After deploying, you should see the following log records in /greengrass/v2/logs/greengrass.log.
[INFO] (Thread-4) com.aws.greengrass.deployment.IotJobsHelper: Job status update was accepted. {Status=SUCCEEDED, ThingName=MyGreengrassCore, JobId=}
[INFO] (pool-2-thread-11) com.aws.greengrass.status.FleetStatusService: fss-status-update-published. Status update published to FSS. {trigger=THING_GROUP_DEPLOYMENT, serviceName=FleetStatusService,
[INFO] (pool-2-thread-11) com.aws.greengrass.deployment.DeploymentDirectoryManager: Persist link to last deployment. {link=/greengrass/v2/deployments/previous-success}
[INFO] (Thread-4) com.aws.greengrass.deployment.IotJobsHelper: Received empty jobs in notification . {ThingName=MyGreengrassCore}
Token Exchange Role
Because the example Python script publishes messages to AWS IoT Core, attach the following IAM policy to GreengrassV2TokenExchangeRole.
Before saving, replace <AWS_ACCOUNT_ID> with your own AWS account ID.
{
"Version": "2012-10-17",
"Statement": [
{
"Effect": "Allow",
"Action": "iot:Connect",
"Resource": "*"
},
{
"Effect": "Allow",
"Action": "iot:Publish",
"Resource": "arn:aws:iot:*:<AWS_ACCOUNT_ID>:topic//mqtt-publisher*"
}
]
}
Attach the policy with the following command.

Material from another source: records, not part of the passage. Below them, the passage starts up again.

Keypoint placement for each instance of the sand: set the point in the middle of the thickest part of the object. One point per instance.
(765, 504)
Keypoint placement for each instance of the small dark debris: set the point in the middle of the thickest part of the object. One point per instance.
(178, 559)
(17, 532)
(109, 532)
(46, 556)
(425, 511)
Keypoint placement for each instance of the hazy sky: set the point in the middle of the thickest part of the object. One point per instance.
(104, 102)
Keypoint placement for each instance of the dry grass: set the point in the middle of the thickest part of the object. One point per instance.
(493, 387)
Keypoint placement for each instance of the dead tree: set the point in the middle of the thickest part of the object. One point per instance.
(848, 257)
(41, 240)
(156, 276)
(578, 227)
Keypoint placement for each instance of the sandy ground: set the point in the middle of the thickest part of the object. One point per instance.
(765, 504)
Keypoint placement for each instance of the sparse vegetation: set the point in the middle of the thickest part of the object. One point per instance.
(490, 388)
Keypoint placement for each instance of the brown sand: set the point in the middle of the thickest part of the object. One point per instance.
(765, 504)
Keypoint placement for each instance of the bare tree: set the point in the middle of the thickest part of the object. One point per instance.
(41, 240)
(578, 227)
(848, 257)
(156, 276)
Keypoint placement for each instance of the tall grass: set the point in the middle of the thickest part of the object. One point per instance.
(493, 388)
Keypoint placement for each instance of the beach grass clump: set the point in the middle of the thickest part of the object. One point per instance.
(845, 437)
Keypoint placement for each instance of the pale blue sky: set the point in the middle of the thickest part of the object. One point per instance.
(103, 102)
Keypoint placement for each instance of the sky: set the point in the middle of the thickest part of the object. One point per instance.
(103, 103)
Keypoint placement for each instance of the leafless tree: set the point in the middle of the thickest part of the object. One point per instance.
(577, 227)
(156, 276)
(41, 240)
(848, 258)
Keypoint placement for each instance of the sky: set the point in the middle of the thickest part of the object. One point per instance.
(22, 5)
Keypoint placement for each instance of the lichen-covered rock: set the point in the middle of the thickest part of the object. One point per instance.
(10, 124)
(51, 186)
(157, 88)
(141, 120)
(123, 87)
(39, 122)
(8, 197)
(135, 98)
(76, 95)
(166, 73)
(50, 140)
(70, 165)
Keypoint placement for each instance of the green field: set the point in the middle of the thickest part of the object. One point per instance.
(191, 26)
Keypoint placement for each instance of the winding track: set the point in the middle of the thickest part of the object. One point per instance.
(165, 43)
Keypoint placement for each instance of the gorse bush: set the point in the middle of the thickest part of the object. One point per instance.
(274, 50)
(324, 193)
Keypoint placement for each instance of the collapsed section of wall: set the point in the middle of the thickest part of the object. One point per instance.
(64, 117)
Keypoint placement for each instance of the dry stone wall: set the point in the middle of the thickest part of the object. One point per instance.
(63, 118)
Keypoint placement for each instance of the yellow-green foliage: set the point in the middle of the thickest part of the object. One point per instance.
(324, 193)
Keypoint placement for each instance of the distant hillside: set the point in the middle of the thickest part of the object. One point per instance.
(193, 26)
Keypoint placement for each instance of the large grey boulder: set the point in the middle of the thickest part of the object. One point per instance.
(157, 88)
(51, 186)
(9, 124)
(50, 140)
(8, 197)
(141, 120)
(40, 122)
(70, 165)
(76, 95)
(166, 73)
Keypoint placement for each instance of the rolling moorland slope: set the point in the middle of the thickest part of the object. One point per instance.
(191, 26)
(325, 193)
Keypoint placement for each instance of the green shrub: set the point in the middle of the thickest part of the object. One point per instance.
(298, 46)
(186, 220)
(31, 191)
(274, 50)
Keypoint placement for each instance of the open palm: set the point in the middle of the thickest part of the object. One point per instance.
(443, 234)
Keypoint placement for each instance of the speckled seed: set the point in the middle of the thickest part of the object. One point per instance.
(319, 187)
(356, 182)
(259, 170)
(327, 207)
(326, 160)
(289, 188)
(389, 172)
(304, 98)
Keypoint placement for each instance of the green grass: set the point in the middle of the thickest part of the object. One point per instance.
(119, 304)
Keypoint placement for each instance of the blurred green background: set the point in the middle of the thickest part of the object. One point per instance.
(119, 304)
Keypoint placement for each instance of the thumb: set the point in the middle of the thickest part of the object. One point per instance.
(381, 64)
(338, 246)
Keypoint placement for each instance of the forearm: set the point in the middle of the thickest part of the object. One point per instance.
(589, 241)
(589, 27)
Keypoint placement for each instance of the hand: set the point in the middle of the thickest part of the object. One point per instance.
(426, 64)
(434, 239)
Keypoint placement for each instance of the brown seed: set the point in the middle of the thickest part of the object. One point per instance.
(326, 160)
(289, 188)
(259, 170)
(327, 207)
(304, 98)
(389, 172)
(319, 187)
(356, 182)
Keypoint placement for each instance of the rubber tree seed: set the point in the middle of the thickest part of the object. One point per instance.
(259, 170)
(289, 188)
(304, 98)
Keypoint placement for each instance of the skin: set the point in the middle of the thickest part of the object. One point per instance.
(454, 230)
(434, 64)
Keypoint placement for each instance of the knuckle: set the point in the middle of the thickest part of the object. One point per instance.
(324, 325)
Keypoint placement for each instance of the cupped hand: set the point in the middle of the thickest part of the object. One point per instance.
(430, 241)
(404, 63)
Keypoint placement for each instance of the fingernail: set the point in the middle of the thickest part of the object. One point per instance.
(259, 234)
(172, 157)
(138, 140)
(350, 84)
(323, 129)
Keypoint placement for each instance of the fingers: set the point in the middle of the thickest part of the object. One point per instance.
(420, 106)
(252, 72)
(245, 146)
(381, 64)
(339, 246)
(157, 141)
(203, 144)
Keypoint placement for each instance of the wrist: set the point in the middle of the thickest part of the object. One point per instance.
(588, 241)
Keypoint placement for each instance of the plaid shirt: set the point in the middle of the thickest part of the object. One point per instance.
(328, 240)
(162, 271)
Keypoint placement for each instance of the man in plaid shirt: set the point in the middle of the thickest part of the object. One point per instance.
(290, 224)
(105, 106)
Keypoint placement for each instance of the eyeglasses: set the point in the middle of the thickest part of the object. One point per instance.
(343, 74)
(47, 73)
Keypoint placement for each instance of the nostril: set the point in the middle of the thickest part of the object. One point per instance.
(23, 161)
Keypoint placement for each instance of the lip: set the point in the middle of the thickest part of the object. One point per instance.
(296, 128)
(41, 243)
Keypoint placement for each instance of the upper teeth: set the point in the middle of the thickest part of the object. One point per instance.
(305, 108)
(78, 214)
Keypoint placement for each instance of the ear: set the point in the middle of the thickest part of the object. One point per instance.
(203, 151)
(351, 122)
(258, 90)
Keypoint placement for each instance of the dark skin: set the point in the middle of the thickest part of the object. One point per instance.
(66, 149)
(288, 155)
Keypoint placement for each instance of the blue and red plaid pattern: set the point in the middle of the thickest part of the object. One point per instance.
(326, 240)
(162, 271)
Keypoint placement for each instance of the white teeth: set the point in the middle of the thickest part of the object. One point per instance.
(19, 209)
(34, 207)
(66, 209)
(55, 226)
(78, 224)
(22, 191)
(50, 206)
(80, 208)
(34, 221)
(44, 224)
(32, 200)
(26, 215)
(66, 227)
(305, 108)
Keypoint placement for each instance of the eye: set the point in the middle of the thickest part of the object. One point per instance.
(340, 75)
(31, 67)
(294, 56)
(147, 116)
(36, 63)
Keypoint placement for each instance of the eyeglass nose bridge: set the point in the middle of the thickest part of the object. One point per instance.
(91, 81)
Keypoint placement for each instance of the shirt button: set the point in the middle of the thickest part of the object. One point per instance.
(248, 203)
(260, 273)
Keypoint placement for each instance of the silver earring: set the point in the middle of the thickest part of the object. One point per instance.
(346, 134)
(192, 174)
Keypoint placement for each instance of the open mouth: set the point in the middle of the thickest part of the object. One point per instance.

$ aws iam put-role-policy \
--role-name GreengrassV2TokenExchangeRole \
--policy-name IoTPolicy \
--policy-document file://policy.json
Deploying Component Locally
Deploy your custom component locally with greengrass-cli deployment create in the Docker container.
docs.aws.amazon.com
$ cd /greengrass/v2
$ bin/greengrass-cli deployment create \
--recipeDir /root/components/mqtt_publisher/greengrass-build/recipes \
--artifactDir /root/components/mqtt_publisher/greengrass-build/artifacts \
--merge "com.example.MqttPublisher=0.0.1"
...
Local deployment submitted! Deployment Id: <DEPLOYMENT_ID>
Check the deployment status using greengrass-cli deployment status.
docs.aws.amazon.com
$ bin/greengrass-cli deployment status -i <DEPLOYMENT_ID>
...
INFO: Connection established with event stream RPC server
<DEPLOYMENT_ID>: SUCCEEDED
You should see the following log record in /greengrass/v2/logs/com.example.MqttPublisher.log.
$ cd /greengrass/v2/logs
$ tail -f com.example.MqttPublisher.log
...
[INFO] (Copier) com.example.MqttPublisher: stdout. Message was sent successfully: {'value': 31, 'datetime': '2023-02-27 12:31:35'}. {scriptName=services.com.example.MqttPublisher.lifecycle.Run, serviceName=com.example.MqttPublisher, currentState=RUNNING}
Testing with AWS IoT Test Client
Using the MQTT test client, input /# or /mqtt-publisher in the Topic filter field, click Subscribe button.
You should see the messages sent from your custom component to AWS IoT Core.
Conclusion
With the AWS IoT Greengrass Docker image, you can easily develop Greengrass components.
I hope you will find this post useful.